Em declarações à agência noticiosa Lusa, António Henriques afirmou: «O principal objetivo deste projeto é promover a convivência entre jovens e idosos. Queremos fazer duas coisas muito importantes. Em primeiro lugar, vamos combater a solidão.»

Ele acrescentou: «Muitas vezes, quando as pessoas atingem uma certa idade, têm poucos familiares. Por vezes, os familiares têm pouca disponibilidade porque não vivem no nosso município. Por isso, é muito importante que estas pessoas tenham apoio e alguém com quem conversar.»

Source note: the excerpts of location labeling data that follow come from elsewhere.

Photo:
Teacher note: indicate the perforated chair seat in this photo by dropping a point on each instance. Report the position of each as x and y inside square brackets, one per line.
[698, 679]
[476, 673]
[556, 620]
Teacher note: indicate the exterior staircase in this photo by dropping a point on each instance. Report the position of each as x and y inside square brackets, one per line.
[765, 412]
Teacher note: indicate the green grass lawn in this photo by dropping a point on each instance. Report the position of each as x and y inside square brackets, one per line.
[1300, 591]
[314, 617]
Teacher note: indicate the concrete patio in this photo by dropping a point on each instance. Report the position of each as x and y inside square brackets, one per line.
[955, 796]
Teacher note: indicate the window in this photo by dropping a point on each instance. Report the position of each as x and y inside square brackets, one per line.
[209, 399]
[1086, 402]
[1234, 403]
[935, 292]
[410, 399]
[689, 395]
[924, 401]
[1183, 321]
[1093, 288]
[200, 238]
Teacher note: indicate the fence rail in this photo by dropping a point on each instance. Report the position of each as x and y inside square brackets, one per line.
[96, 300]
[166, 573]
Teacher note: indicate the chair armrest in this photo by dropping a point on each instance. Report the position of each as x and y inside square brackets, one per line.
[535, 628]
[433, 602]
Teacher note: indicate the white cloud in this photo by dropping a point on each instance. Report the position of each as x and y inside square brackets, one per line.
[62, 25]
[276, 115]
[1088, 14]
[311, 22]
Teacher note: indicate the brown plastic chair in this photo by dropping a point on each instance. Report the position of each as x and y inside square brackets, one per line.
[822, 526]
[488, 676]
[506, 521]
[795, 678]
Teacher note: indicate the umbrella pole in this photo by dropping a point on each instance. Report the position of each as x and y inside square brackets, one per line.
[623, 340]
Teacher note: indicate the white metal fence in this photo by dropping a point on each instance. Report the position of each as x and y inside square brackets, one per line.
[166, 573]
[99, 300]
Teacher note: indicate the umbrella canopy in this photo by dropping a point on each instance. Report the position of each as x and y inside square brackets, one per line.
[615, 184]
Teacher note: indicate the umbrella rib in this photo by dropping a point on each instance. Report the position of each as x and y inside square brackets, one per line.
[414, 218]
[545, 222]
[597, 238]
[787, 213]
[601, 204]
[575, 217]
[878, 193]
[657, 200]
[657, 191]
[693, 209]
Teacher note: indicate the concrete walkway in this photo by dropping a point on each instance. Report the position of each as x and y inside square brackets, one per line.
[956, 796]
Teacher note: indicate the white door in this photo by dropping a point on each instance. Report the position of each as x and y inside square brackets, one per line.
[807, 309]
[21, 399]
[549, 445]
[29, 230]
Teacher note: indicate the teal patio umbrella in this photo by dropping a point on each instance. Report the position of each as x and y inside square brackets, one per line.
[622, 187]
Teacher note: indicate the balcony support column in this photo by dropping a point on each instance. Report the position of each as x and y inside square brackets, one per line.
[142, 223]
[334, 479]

Segundo António Henriques, o projeto consiste em garantir que estas pessoas tenham alguém de quem saibam que estará ao seu lado. Poderão passar tempo a conversar sobre vários assuntos, sobre as suas vidas.

«Depois, naturalmente, há a segunda parte, que é a troca de conhecimentos entre gerações e sensibilizar as gerações mais jovens para a necessidade de não esquecerem a geração mais velha.»

O presidente da câmara disse que espera que o projeto corra bem. Para ele, o sucesso significa que as pessoas que mais precisam recebam o apoio adequado.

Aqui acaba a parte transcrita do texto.